Q7: What is the purpose of the stratify parameter in train_test_split()?
A) To sort the data before splitting
B) To increase the size of the test set
C) To ensure both training and test sets have the same proportion of each class
D) To apply feature scaling automatically
Correct: C. The stratify parameter ensures that the class distribution in the original dataset is preserved in both the training and test splits. This is especially important for imbalanced datasets where one class is underrepresented.

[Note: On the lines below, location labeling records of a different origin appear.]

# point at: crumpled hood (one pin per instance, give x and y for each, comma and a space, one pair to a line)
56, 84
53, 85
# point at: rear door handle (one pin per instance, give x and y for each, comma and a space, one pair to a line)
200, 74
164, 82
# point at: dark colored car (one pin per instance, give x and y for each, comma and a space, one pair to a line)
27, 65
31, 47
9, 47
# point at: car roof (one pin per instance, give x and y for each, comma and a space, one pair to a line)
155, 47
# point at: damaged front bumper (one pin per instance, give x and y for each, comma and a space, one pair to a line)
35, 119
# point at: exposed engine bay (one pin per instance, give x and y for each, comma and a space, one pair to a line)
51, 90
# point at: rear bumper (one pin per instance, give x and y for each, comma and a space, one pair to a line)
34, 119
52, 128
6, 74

Q8: Which metric is most appropriate when the cost of false negatives is very high (e.g., failing to diagnose a serious disease)?
A) Accuracy
B) Precision
C) Recall
D) R-squared
Correct: C. Recall = TP / (TP + FN) measures the proportion of actual positives that are correctly identified. When false negatives are costly (missing a disease diagnosis), maximizing recall ensures that as many true positive cases as possible are detected, even at the expense of more false positives.
Q9: In 5-fold cross-validation, how many times is the model trained and evaluated?
A) 1 time
B) 5 times, each using a different 20% of the data as the test set
C) 5 times, each using 50% of the data for training
D) 25 times, testing every combination of folds
Correct: B. In 5-fold cross-validation, the data is divided into 5 equal parts. The model is trained 5 times, each time using 4 folds (80%) for training and 1 fold (20%) for testing. Each fold serves as the test set exactly once. The final performance metric is the average across all 5 folds.
Q10: Which of the following strategies helps prevent overfitting?
A) Increasing model complexity by adding more polynomial features
B) Training the model for more iterations without a stopping criterion
C) Applying regularization (e.g., L1 or L2 penalty) and using cross-validation
D) Removing the test set and training on all available data
Correct: C. Regularization (L1/Lasso or L2/Ridge) adds a penalty term that discourages overly complex models by constraining large coefficients. Combined with cross-validation for robust performance estimation, these are the primary strategies to combat overfitting. Options A, B, and D would all increase or mask overfitting.